I trust that love permeates our lives. I have faith in the love I share with family and friends. We may justifiably view the daily tragedies of our mundane world with skepticism and derision. But, trust and faith in love can help us bridge the gaps in our reason. The union of faith and reason can help us build a church that can truly change the world.
The Christmas season celebrates birth and motherhood and the special bond between parent and child. The legend tells us that the babe in the manger grew into a man who recognized the power of one mother’s faith in love. He recognized her willingness to set aside her doubts to trust someone who manifested the essence of humankind’s potential for goodness, justice, and compassion. So, regardless of your interpretation of the nature of the life of Jesus or the historical veracity of Biblical accounts, consider the value of what his life and his ministry can represent to us as Unitarian Universalists. Open yourself to the wonder and mystery, like our sister, the Syrophoenician woman.
To that Energy of Spirit that we cannot describe, but which we all share;
With the Unity of Being known by many names that sustains us in loving community; Let us reside in a moment of prayerful reflection.
Hardly a day passes that we do not wonder if something greater than us exists in our universe. We seek answers to questions. We mine the depths of the ocean, the heights of the sky, and the furthest reaches of our minds to determine the causes of harm and hope; of disaster and delight; of loss and love.
We call upon our merged consciousness to show us the way to new paths through the frontiers of the unknown. May the essence of our life forces sustain us as we identify false trails and guides who seek only to mislead us on our journey. With the power of reason, may we discern truth from wishfulness. And may the united force of our love defend us in our search for meaning in our world and within ourselves.
Blessed be, amen, and let it be so.
by Pope John Paul II
I shall take my voice wherever there are those who want to hear the melody of freedom or the words that might inspire hope and courage in the face of despair and fear. My weapons are peaceful, for it is only by peace that peace can be attained. The song of freedom must prevail.
1. Randi was quoted in the February 2, 1974 issue of Abracadabra (a British conjuring magazine), according to http://en.wikipedia.org/wiki/Randi.
2. Gail O’Day. “Surprised by Faith: Jesus and the Syrophoenician Woman,” Listening 24 (1989), p. 291.
3. T.A. Burkill. “The Historical Development of the Story of the Syrophoenician Woman (Mark VII: 24-31),” Novum Testamentum 9:3 (July 1967), p. 170.

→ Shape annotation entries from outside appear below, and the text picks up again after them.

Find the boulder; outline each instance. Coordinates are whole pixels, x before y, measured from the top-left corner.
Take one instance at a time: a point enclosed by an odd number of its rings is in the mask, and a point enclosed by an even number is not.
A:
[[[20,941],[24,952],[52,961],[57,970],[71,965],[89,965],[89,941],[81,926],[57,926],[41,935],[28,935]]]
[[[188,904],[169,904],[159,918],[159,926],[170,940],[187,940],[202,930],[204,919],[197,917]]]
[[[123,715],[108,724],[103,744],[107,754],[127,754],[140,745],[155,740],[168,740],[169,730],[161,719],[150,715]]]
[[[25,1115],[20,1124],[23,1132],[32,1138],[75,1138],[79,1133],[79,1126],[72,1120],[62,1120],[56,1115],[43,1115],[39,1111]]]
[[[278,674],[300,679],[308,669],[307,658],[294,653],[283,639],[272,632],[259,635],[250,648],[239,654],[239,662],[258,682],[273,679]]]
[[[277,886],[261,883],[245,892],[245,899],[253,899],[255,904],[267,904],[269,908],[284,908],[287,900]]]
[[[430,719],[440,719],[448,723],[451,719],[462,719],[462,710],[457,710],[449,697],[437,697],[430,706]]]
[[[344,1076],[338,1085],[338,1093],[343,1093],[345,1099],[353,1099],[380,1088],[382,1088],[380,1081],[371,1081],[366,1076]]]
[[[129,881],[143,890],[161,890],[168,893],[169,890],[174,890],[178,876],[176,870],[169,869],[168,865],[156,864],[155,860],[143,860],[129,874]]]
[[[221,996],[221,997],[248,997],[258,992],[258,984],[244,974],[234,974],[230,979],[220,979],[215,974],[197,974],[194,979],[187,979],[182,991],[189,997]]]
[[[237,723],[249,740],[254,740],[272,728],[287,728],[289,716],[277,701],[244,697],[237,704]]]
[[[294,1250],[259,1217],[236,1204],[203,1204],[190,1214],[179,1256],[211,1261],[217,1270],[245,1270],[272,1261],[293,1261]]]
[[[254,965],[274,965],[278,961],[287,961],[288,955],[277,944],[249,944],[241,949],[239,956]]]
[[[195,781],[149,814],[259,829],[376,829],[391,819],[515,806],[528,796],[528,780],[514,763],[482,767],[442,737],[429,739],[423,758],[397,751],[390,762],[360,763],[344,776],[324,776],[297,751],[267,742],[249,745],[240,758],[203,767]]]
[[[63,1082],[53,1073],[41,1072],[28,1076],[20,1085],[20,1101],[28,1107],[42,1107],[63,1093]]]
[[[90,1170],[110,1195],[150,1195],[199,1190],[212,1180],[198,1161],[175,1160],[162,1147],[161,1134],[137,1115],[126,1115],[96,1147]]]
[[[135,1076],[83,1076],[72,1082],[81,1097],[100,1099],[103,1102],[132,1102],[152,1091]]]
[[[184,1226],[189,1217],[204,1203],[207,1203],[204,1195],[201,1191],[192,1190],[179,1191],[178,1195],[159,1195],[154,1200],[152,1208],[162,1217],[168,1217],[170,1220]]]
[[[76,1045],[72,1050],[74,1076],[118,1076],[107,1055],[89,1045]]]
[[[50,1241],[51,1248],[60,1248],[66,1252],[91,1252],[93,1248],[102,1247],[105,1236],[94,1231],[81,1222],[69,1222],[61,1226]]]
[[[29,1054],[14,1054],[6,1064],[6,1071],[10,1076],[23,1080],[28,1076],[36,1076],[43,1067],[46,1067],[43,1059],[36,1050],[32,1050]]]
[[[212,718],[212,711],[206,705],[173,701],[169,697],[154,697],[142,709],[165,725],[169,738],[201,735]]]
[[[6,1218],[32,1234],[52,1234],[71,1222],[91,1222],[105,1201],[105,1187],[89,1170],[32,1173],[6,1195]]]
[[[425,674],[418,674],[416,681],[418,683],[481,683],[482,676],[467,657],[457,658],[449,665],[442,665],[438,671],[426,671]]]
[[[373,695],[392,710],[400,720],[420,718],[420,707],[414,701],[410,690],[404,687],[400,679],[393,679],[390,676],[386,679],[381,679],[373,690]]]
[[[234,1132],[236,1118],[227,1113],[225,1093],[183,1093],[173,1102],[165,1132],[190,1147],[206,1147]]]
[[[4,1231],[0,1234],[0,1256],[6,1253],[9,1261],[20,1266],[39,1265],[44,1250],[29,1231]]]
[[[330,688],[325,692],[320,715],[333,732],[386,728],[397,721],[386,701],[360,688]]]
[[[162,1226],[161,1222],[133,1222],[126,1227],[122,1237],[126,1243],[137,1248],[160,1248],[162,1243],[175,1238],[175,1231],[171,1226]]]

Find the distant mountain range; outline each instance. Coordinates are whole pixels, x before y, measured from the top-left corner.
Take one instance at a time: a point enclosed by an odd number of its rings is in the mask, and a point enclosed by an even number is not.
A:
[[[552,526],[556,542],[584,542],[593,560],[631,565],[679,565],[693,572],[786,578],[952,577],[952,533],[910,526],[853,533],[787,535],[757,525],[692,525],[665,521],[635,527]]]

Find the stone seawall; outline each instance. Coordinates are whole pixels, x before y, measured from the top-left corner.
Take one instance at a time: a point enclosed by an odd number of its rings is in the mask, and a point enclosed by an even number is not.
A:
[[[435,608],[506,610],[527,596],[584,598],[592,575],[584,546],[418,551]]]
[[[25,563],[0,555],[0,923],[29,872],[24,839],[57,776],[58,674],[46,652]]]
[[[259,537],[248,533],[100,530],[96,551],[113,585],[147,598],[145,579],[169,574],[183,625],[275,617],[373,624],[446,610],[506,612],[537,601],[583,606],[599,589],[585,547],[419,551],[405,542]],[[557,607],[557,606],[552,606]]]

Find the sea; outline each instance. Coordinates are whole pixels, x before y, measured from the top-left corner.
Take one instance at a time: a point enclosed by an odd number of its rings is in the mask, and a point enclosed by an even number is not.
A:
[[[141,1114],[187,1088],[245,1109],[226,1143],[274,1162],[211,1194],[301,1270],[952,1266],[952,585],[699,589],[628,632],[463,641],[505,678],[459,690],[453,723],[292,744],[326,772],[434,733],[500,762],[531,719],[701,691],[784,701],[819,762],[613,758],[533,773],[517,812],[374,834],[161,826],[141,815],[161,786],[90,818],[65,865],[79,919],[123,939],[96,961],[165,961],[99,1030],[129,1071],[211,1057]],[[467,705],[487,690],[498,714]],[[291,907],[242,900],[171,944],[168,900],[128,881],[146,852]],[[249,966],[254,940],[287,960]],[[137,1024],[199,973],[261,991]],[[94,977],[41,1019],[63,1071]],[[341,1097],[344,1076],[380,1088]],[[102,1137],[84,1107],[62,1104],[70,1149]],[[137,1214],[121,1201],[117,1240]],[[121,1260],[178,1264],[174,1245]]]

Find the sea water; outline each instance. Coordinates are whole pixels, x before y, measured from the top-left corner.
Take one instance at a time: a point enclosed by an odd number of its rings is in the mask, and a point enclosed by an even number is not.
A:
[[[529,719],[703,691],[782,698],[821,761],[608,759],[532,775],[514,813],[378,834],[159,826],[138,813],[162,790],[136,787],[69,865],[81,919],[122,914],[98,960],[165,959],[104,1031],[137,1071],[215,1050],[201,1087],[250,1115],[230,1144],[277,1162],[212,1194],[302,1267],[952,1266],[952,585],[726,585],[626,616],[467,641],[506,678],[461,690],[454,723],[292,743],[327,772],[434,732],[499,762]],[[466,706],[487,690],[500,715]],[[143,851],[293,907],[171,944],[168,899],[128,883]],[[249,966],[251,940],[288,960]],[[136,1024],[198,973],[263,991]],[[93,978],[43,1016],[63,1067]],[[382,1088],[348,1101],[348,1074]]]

4. R.S. Sugirtharajah. “The Syrophoenician Woman,” Expository Times 98:1 (1986), p. 14.
5. F. Gerald Downing. “The Woman From Syrophoenicia, and Her Doggedness: Mark 7:24-31 (Matthew 15:21-28),” in George Brooke (ed.). Women in the Biblical Tradition, Studies in Women and Religion, Volume 31 (Lewiston NY: Edwin Mellen, 1992), p.140.
6. This view has been advocated most strongly by John Dominic Crossen in Jesus: A Revolutionary Biography (San Francisco: Harper Collins, 1994), and by Burton Mack in The Christian Myth: Origins, Logic, and Legacy (New York: Continuum, 2001).